When I tried to install debian-lxde with linux deploy, the first command is returned back :
08:26:22 Update configuration file ..... done
08:26:23 >>> install
08:26:23 <<<< install
Can anybody suggest a way out to overcome this problem ? linux deploy version 1.5.6.191 was use.d.
naga


----------



## thska (May 14, 2016)

*thanks very much that's solve my PROBLEM !!!!!  tks again!*



Shubham Singla said:


> i too had same problem. Solved it via uninstalling previous busybox and installing busybox from https: //github.com/meefik/busybox/releases  (Please delete space b/w https: and //)
> 
> then changing busybox directory in linuxdeplot-->seetings-->busybox directory to "/data/data/ru.meefik.busybox/files/bin "
> 
> then settings--> update env

Click to collapse





thanks very much that's solve my PROBLEM !!!!!  tks again!


----------



## says_aandrews (May 19, 2016)

*Please help me guys!*



thska said:


> thanks very much that's solve my PROBLEM !!!!!  tks again!

Click to collapse



its great to hear that your problem has been solved.

could you kindly explain to me about this "then changing busybox directory in linuxdeplot-->seetings-->busybox directory to "/data/data/ru.meefik.busybox/files/bin"

maybe with a some pictures.

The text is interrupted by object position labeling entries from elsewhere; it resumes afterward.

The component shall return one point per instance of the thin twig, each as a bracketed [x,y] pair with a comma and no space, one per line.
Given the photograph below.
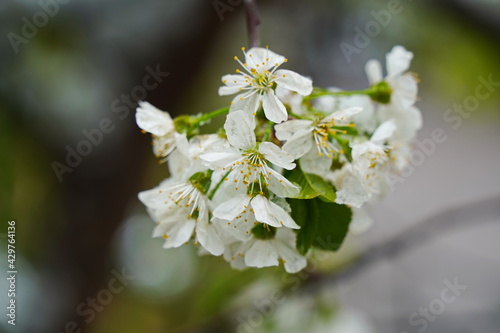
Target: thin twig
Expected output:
[411,238]
[253,22]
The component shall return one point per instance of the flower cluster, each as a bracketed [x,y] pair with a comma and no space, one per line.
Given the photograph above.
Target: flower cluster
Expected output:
[292,166]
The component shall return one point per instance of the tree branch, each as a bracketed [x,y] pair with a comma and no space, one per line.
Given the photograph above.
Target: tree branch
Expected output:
[411,238]
[253,22]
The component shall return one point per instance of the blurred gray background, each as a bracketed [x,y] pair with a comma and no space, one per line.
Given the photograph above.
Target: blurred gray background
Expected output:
[84,61]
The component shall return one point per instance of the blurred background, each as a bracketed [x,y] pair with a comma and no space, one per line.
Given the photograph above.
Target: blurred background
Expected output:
[86,261]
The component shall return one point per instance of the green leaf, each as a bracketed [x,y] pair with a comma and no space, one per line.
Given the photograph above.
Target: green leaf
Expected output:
[333,223]
[308,226]
[323,225]
[311,185]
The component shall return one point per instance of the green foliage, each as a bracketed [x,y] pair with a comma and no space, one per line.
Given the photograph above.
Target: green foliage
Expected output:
[324,225]
[311,185]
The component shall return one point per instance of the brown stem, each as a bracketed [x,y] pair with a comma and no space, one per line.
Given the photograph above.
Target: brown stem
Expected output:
[253,22]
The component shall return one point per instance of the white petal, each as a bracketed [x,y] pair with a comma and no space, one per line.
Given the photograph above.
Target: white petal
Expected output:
[383,132]
[293,81]
[261,254]
[276,155]
[153,120]
[300,143]
[398,61]
[285,130]
[239,128]
[209,239]
[220,160]
[293,261]
[176,233]
[373,70]
[273,107]
[228,210]
[239,229]
[281,186]
[312,162]
[361,221]
[350,190]
[263,59]
[233,84]
[404,91]
[268,212]
[343,116]
[248,104]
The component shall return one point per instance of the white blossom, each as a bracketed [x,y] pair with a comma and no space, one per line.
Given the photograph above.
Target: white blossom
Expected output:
[366,177]
[247,161]
[257,82]
[179,210]
[268,252]
[161,126]
[403,85]
[303,135]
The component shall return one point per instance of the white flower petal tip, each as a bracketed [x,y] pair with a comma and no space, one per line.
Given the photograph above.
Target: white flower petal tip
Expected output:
[152,120]
[257,81]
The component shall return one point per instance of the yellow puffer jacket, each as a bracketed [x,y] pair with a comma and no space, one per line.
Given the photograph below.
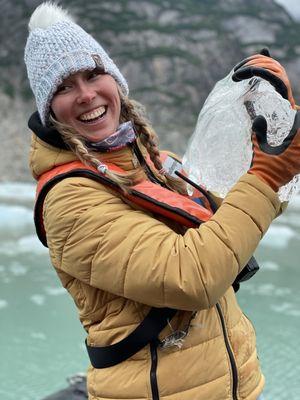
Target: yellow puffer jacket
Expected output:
[117,262]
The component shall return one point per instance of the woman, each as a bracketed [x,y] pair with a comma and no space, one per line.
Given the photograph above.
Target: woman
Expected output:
[126,241]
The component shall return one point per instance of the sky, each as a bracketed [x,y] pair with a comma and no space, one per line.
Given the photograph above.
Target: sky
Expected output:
[292,6]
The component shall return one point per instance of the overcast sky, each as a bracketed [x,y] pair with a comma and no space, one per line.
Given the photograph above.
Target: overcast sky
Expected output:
[293,7]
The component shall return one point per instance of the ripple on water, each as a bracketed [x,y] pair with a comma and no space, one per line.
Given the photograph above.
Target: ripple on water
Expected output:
[38,299]
[278,236]
[26,244]
[286,308]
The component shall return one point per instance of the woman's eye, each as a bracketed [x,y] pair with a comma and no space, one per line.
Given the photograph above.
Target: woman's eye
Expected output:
[63,88]
[94,74]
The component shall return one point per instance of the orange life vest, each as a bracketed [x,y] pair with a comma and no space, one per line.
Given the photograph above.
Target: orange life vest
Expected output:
[146,194]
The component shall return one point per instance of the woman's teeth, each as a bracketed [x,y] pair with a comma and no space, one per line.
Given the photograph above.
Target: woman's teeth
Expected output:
[95,114]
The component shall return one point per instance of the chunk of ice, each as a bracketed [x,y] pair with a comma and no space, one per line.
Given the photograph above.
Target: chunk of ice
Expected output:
[220,149]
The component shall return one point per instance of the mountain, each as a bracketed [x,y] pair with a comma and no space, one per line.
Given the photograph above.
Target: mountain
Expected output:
[171,53]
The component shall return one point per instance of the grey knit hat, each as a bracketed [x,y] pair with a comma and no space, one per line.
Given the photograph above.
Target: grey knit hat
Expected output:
[56,48]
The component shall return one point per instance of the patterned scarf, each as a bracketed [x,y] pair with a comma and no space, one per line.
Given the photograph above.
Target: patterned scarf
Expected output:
[121,138]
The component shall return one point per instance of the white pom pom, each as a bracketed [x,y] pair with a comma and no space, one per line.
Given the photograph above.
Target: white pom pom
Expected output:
[47,14]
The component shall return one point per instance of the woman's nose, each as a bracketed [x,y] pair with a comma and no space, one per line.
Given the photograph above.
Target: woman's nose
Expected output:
[85,94]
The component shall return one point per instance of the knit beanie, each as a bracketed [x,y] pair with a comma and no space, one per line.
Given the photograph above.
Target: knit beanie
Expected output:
[56,48]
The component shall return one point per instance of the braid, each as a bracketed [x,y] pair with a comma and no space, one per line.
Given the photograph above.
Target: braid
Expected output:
[76,144]
[134,111]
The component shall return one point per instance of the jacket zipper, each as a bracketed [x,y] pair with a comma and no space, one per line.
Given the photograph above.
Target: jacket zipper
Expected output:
[230,354]
[153,377]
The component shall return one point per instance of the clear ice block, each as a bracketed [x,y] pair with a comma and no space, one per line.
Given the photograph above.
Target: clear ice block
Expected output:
[220,150]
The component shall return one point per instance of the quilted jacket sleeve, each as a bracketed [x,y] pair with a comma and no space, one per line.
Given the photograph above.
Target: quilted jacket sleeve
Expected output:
[97,238]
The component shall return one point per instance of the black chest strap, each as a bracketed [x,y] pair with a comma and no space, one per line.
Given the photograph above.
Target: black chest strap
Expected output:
[145,333]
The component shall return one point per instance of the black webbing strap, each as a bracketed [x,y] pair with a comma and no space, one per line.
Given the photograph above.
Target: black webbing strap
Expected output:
[145,333]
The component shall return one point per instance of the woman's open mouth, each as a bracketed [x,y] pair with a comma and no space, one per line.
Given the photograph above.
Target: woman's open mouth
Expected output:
[93,116]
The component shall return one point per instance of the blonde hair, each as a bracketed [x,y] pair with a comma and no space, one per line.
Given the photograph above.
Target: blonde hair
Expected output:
[130,111]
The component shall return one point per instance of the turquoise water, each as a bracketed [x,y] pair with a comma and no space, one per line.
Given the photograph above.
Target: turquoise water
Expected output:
[42,341]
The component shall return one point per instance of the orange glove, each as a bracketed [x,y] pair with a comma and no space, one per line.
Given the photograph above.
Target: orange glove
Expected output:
[275,165]
[264,66]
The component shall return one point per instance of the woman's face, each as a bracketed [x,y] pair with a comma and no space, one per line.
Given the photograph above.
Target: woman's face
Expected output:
[89,102]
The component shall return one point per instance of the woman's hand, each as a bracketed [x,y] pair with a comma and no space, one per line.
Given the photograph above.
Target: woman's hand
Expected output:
[275,165]
[264,66]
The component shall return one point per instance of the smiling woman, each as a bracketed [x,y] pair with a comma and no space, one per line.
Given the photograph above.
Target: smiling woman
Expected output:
[89,103]
[150,269]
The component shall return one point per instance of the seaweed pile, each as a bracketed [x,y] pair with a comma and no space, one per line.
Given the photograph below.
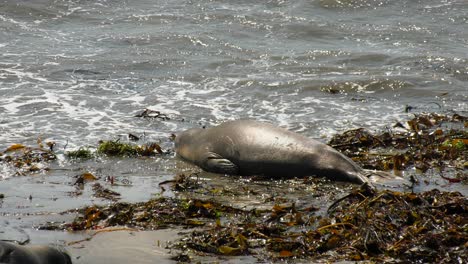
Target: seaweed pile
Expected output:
[25,159]
[384,226]
[428,141]
[363,225]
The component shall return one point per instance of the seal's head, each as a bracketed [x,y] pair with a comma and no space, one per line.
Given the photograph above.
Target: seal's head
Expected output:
[185,142]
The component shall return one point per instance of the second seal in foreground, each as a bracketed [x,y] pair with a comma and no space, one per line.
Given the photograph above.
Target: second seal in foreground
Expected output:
[248,147]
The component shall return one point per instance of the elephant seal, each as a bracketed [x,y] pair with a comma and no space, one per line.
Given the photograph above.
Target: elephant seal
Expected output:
[248,147]
[16,254]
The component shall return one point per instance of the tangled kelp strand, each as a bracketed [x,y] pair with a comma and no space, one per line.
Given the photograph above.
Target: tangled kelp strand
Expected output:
[25,159]
[379,226]
[116,148]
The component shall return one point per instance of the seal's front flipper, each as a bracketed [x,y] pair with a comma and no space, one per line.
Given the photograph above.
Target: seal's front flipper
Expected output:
[217,164]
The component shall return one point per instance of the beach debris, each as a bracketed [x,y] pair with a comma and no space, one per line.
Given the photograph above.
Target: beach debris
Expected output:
[26,160]
[101,192]
[83,153]
[119,149]
[423,143]
[148,113]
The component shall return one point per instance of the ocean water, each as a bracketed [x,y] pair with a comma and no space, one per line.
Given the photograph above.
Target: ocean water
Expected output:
[75,72]
[78,71]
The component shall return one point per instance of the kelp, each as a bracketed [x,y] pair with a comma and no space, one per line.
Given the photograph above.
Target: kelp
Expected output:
[423,143]
[378,226]
[154,214]
[82,153]
[120,149]
[26,159]
[153,114]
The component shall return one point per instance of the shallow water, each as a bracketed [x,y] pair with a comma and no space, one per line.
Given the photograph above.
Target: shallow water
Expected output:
[76,72]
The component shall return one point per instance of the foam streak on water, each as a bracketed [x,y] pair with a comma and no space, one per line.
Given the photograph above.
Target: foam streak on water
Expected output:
[78,71]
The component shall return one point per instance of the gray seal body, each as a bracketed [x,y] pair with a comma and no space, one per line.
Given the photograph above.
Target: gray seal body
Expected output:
[16,254]
[248,147]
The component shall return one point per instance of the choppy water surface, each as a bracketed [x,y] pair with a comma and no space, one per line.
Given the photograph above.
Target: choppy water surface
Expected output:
[78,71]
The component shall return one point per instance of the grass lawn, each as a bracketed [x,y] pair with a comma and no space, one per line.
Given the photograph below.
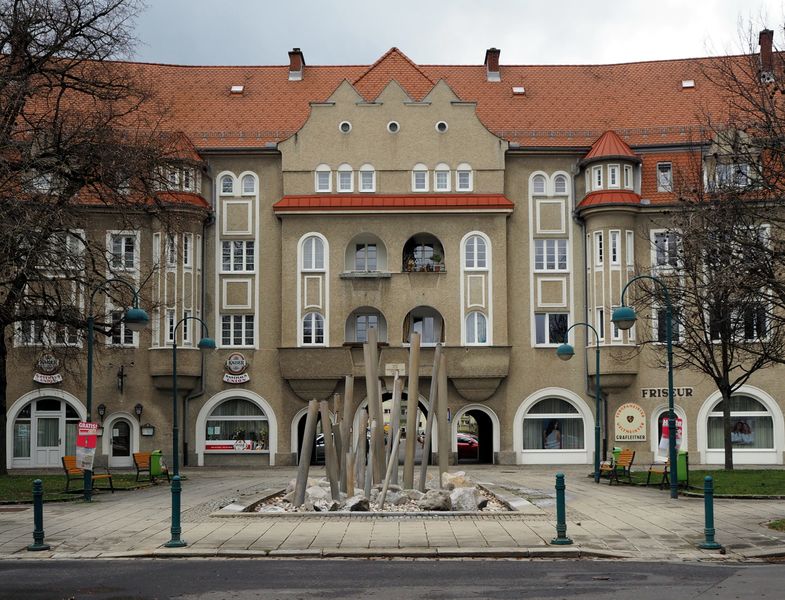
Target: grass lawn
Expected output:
[739,482]
[19,488]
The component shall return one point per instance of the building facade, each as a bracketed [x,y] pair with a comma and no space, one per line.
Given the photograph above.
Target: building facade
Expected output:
[486,207]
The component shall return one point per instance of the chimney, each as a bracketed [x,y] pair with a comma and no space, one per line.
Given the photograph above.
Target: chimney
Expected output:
[296,64]
[492,64]
[765,39]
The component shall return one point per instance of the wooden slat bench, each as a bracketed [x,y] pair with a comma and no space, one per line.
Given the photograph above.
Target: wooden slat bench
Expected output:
[623,464]
[74,473]
[142,464]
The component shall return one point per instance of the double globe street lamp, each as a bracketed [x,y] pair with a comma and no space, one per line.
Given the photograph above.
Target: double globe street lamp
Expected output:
[565,352]
[205,343]
[624,317]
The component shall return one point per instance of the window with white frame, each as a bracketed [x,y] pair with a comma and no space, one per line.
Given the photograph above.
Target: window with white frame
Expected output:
[227,185]
[420,178]
[367,178]
[464,178]
[613,176]
[666,249]
[237,255]
[560,184]
[538,184]
[599,248]
[313,329]
[664,177]
[551,328]
[120,334]
[476,328]
[628,180]
[345,178]
[615,248]
[475,253]
[550,255]
[313,254]
[596,175]
[249,185]
[124,251]
[441,178]
[237,330]
[323,179]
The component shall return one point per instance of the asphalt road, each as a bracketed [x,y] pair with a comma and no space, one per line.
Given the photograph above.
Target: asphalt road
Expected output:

Thank you


----------



## TSRoy (Jul 2, 2016)

*busy box installation path*

Hi u said to change the busy box directory to data/data.....on linux deploy,but in busy box setting the installation path is set to "system/xbin". Will this creat problem?? Because i saw that there r many files in xbin compared to ru.meefik.busybox/files/bin. Plz reply


----------



## vharry (Jul 2, 2016)

*deploy linux on moto e*

I have moto e xt1022 running cm13 rom
I have formatted my 16gb external sdcard to use as internal storage. Can i use linux deploy. Ie i dont have enough storage in device storage.
Is there any way to use chroot environment on external sd card  and install kali linux using deploy linux?.


----------



## TSRoy (Jul 2, 2016)

Hi guys, I have a great solution for installing kali linux though linux deploy via usb otg.
1. No need to use internal storage. 2. No need to use unnecessary space in extsdcard. 3. Its easy
*Prerequisites*: usb otg, sd card( 16 gig/32 gig better n class 10 for read and write speed) and card reader to connect it via otg.
STEPS :
1.  Install linux deploy,terminal emulator n meefik busybox,vnc viewer from google play store.
2. Start linux deploy n check status,points to be view 
                             -loop devise: yes, SELinux -yes, supported FS-ext2/3/4, vfat,exfat etc
3. Now creat partition on ur sd card by aparted app from store or by mini partition tool wizard in pc. 2nd partition should be > 10gigs or atlst 8 gig, type ext2/4 
4. Now connect the sd card via otg.
5. Open linux deploy n check status, at the last of it u should see -"_dev/block/sda1_ and dev/block/sda2 _mb (linux). This sda2 is ur 2nd partition and u have to install it here. 
6. Now open properties in deploy select distribution -kali, Architecture - armhf, Distribution suite -sana, Installation type - partition, Installation path - string from status(dev/block/sda2 ,mine sda6). Additional component -NEVER CHOOSE KALI COMPONENTS,but select othrs. Change gui graphics according to ur phn,dextop env ect. 
7. Now go to settings in deploy n change the busy box directory to "/data/data/ru.meefik.busybox/files/bin". But there is a trick, open terminal emulator and type -" ln -s /system/bin/mksh sh" and then "ln -s /system/xbin/busyboxchroot". Done.
8. Now in deploy go to settings and update ENV. 
9. Now ur are all set, hit install n wait. With good internet speed it will take minimum. 30-45min, atlast u will see "<<<install". :good:
10. Now hit start on deploy it show u various thing with " new local host desktop 'x'....log local host 0". Its mean u r ready to connect vnc server. 
11. If u now check status it will show that "Mounted system - kali linus 2.0 sana", or if u open terminal from linux deploy it will show " [email protected]#~". 
12. But u r not done yet. In terminal emulator type - "sudo apt-get update" it will take few min to update. Thn u have to install kali linux full if u want to use pretty tools of kali. U hv to install meta packages. 
Now type  "apt-get install kali-linux-full". It will show various warning do y to all n wait. Its a huge file. U can choose " kali-linux-all" or othr meta packages according to ur need. 
HOPE THIS WILL HELP. 
N.B - I face some prob during downloading ,such as it showed "can't retrieve package redline or inssev/etc". It is the prob of mirror server. Stop the process n go to settings n remove the ENV and disconnect the otg. Connect it again and the update ENV and start again. Don't loose patience. ALL THE BEST:fingers-crossed:


----------



## aloksands (Oct 2, 2016)

Still not working!


----------



## fawad mubarez (Aug 28, 2017)

mine stuck in installing bootstrap


----------